Survey: Traffic Still Top Anxiety For Atlanta Residents | WABE 90.1 FM

Survey: Traffic Still Top Anxiety For Atlanta Residents

Oct 28, 2016

Here’s a huge surprise: traffic is still the top concern for metro Atlanta residents.

In an annual survey by the Atlanta Regional Commission, transportation was the top concern for the third year in a row. 

In Atlanta, even the rapper Ludacris has trouble getting to his concerts on time.

An annual survey found transportation was the top anxiety for residents of 13 metro Atlanta counties for the third consecutive year. This was followed by crime, the economy and public schools.
Credit Courtesy of Atlanta Regional Commission

But Ludacris isn't the only one complaining.

The Atlanta Regional Commission's Mike Carnathan said 24.5 percent of residents it surveyed in the 13 county Atlanta area said transportation was their top anxiety. 

This was followed by crime, the economy and public schools.

The survey polled 5,416 people and 43.4 percent said expanding public transit was the best way to "fix traffic".

Traffic Solutions

The Atlanta Regional Commission predicts the Atlanta area will grow by 2.5 million people by 2040. 

“Traffic is not going to go away," said Georgia State University professor Joseph Hacker, who teaches urban and regional planning. "As you start adding more and more people, more and more jobs, and you have land uses that require you to take a car for anything you do, you’re going to have congestion.”

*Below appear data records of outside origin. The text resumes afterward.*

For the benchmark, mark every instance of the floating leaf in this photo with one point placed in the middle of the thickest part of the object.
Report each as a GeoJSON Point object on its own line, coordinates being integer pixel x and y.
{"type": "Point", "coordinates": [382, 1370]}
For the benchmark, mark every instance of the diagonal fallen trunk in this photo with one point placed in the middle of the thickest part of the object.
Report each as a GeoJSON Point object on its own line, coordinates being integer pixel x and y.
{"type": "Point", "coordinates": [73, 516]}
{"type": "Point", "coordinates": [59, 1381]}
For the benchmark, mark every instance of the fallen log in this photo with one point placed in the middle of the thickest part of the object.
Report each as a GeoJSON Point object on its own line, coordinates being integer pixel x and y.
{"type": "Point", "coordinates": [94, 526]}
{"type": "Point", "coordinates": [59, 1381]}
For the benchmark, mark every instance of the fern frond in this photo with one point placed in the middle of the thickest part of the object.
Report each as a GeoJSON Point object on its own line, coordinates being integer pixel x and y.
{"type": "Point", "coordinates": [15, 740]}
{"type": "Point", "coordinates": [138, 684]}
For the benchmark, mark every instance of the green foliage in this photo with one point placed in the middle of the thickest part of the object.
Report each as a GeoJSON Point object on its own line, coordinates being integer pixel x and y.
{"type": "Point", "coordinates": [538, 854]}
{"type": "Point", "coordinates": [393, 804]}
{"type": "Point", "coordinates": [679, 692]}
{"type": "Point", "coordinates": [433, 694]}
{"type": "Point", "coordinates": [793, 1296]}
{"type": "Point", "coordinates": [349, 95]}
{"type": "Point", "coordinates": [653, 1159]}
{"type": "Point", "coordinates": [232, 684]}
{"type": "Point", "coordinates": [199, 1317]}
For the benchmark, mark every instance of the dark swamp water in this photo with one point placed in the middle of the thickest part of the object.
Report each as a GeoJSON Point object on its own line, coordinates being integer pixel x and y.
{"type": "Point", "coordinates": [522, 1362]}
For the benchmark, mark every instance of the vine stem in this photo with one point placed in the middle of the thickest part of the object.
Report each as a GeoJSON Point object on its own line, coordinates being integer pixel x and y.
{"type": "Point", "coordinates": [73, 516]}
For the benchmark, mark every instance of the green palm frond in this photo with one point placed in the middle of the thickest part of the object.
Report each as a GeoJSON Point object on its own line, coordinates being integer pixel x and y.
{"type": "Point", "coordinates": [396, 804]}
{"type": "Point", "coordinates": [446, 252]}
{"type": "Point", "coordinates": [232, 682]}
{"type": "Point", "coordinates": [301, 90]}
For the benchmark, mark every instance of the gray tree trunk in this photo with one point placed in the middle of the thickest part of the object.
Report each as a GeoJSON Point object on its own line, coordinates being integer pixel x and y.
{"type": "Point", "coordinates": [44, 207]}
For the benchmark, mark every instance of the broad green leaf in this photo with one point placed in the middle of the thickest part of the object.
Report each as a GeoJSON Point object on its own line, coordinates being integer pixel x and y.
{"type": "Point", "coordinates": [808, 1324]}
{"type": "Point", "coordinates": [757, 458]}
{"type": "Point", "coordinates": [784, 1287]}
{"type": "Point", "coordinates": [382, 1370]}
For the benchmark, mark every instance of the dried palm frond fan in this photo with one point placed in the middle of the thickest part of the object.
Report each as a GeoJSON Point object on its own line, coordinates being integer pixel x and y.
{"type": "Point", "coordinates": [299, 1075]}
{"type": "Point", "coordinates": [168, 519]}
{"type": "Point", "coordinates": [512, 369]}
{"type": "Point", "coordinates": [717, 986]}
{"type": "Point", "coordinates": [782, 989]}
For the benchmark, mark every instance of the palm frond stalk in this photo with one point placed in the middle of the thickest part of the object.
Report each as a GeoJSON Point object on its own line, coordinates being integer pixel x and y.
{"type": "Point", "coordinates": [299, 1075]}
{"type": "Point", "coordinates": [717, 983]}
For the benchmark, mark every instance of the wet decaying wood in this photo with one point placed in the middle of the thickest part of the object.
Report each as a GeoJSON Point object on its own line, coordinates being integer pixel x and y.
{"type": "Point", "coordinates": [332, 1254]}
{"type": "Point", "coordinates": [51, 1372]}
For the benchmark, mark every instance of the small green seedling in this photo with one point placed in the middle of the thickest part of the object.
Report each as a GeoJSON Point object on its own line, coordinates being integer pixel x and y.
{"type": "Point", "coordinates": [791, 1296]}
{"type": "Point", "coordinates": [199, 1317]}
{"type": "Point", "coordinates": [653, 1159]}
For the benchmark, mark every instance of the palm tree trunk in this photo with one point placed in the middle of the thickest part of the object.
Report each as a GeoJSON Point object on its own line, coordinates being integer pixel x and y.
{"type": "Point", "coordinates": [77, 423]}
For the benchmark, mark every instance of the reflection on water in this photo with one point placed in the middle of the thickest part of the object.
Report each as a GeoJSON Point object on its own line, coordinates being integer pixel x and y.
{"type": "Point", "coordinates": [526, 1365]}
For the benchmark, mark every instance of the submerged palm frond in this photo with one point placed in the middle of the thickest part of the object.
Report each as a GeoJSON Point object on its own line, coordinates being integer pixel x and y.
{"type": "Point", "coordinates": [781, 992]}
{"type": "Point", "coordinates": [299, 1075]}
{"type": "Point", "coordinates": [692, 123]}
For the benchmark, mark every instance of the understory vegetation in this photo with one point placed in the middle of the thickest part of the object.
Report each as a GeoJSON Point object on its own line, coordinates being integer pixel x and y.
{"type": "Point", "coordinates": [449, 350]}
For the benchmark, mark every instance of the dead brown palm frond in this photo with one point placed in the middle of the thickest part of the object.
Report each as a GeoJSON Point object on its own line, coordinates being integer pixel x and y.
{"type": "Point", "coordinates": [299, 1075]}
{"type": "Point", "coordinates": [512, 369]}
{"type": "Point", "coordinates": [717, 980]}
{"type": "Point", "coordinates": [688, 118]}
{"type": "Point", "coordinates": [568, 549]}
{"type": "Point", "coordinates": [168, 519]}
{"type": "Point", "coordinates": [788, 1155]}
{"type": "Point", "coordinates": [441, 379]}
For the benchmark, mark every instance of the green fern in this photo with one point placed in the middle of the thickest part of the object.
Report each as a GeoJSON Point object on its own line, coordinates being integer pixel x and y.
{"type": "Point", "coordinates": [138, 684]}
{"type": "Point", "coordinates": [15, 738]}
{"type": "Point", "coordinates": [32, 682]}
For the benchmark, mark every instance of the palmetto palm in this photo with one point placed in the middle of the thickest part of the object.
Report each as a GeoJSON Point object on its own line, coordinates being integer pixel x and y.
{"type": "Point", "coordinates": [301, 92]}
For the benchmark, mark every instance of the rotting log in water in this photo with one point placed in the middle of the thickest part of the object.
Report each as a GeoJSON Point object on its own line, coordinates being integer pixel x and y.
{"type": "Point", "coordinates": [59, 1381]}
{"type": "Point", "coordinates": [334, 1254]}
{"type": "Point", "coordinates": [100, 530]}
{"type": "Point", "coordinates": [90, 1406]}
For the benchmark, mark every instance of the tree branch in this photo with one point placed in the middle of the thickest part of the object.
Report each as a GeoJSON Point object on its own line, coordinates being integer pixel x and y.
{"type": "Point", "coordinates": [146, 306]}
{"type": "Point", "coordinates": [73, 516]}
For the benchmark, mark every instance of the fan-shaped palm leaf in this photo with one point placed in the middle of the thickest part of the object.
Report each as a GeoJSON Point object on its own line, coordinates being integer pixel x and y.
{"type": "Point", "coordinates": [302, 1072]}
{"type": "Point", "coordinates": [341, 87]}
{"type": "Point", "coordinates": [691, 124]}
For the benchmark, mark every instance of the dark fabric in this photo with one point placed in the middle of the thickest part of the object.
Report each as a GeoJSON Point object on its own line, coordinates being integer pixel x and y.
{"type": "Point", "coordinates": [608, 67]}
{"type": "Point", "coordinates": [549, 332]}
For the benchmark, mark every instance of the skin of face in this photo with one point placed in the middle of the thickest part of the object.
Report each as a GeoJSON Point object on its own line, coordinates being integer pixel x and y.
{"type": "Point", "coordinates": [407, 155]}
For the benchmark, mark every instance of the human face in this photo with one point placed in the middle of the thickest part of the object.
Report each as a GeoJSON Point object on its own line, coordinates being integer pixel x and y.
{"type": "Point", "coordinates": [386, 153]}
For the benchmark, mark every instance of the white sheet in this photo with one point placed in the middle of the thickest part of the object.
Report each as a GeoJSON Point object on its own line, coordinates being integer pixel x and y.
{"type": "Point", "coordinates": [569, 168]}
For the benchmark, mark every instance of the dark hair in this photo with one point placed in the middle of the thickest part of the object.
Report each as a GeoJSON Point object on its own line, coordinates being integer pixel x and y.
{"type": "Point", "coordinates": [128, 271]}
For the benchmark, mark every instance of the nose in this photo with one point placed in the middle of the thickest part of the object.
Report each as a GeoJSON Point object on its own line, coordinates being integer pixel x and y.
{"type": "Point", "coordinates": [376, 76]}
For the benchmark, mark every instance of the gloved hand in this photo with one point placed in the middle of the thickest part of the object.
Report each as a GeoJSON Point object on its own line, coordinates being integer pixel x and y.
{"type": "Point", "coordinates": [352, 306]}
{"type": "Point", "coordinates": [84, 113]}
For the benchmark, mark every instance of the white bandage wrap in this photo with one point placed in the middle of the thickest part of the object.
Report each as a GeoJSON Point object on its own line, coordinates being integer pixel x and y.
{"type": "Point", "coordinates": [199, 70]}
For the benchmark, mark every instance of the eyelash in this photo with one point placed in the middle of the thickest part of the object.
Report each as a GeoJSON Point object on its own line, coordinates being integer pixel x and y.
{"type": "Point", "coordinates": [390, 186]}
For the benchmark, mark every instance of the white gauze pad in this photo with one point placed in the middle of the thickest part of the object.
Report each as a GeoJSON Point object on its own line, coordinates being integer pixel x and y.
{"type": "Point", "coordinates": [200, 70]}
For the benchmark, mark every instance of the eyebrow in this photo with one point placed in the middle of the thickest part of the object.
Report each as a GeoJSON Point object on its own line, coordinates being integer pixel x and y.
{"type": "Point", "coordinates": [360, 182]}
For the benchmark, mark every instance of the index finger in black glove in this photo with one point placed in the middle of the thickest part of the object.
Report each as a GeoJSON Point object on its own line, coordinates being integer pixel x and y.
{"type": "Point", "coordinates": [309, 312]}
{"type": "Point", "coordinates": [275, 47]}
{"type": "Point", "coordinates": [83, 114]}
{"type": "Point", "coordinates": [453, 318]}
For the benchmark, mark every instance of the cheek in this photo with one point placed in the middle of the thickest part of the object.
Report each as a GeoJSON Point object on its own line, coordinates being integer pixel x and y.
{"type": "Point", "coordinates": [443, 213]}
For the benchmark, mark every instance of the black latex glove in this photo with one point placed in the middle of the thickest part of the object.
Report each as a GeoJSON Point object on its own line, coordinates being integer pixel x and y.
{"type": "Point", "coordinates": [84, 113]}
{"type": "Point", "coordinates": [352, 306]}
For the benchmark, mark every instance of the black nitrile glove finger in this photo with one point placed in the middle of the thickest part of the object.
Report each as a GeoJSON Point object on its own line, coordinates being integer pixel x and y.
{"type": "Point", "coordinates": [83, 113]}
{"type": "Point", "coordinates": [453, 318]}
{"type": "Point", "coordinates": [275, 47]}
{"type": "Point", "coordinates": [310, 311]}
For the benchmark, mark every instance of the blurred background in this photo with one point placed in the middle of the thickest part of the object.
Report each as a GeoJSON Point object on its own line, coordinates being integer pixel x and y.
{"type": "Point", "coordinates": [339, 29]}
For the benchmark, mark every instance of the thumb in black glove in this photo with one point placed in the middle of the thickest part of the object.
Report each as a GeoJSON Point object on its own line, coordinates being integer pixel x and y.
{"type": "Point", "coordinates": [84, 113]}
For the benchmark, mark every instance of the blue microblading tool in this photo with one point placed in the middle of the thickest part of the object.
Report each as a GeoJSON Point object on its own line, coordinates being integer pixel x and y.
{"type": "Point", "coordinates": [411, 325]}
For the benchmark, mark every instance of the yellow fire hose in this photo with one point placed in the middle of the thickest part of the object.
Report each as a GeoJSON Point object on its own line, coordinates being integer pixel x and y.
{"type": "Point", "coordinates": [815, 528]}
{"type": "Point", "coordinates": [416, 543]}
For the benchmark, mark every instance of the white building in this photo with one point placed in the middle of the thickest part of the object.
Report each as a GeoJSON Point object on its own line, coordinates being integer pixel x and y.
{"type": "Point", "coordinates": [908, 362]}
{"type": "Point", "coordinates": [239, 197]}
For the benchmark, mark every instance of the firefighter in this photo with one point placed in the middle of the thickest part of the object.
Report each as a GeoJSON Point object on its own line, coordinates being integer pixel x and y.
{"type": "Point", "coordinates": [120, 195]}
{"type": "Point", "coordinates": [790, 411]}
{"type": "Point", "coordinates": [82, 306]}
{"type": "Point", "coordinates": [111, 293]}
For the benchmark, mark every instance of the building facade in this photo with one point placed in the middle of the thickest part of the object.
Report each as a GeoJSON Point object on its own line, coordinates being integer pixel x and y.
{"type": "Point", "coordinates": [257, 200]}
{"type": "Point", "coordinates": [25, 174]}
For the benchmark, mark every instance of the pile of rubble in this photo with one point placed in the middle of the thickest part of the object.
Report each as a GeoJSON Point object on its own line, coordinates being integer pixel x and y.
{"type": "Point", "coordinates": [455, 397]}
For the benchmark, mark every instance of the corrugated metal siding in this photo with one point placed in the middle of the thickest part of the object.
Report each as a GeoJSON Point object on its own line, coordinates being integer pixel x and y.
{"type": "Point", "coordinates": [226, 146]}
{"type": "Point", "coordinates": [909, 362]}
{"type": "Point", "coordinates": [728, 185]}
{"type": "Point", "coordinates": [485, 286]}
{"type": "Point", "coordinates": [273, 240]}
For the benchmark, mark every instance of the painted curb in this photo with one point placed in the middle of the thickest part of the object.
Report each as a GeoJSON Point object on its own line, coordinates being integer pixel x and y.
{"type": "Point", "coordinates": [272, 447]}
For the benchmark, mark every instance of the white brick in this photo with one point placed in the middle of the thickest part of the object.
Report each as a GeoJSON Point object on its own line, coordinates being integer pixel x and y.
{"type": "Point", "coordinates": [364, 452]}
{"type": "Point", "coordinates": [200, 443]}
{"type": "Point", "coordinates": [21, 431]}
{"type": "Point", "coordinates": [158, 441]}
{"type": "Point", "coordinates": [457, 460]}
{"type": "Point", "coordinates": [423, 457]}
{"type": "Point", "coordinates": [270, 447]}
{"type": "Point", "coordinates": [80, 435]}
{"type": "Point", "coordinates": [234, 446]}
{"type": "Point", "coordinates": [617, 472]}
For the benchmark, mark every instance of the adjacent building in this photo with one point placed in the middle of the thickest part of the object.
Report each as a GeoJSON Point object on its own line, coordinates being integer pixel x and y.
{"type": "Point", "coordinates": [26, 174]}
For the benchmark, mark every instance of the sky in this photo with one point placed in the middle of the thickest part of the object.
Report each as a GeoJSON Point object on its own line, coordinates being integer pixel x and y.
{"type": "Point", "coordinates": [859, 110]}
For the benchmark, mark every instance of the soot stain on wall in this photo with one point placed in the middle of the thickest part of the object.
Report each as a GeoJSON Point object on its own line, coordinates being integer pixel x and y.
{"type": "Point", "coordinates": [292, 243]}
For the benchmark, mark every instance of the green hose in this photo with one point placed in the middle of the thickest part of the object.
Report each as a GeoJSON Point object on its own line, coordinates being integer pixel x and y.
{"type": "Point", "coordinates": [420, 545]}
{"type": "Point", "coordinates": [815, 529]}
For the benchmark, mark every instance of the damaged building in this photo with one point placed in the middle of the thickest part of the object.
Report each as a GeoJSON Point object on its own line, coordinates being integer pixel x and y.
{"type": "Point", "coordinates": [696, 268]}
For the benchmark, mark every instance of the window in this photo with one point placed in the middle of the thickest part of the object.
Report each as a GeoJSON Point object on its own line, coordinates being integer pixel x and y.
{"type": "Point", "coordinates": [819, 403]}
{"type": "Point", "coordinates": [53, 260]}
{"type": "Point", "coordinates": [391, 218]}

Expanding public transit was ranked as the top way to fix traffic, followed by improving roads and land use.
Credit Courtesy of Atlanta Regional Commission

Part of the problem is a comprehensive public transit network other large cities have. Hacker said the best solution is changing land use practices.

"You can't build out of it. Transit won't solve it. You would have to change the land use so that the jobs, the activities and the residents are closer together so that something other than a car is necessary,” Hacker said.

He said building more dense communities in metro Atlanta would make public transit expansion more viable and make cities better candidates for federal funds to expand light rail.

MARTA, which is trying to get support for half-penny sales tax to expand its system in Atlanta, was one of the sponsors of the survey this year.

Atlanta and Fulton County voters will also decide on a $0.75 sales tax (also called a Transportation Special Purpose Local Option Sales Tax or T-SPLOST) for improving roads and bridges.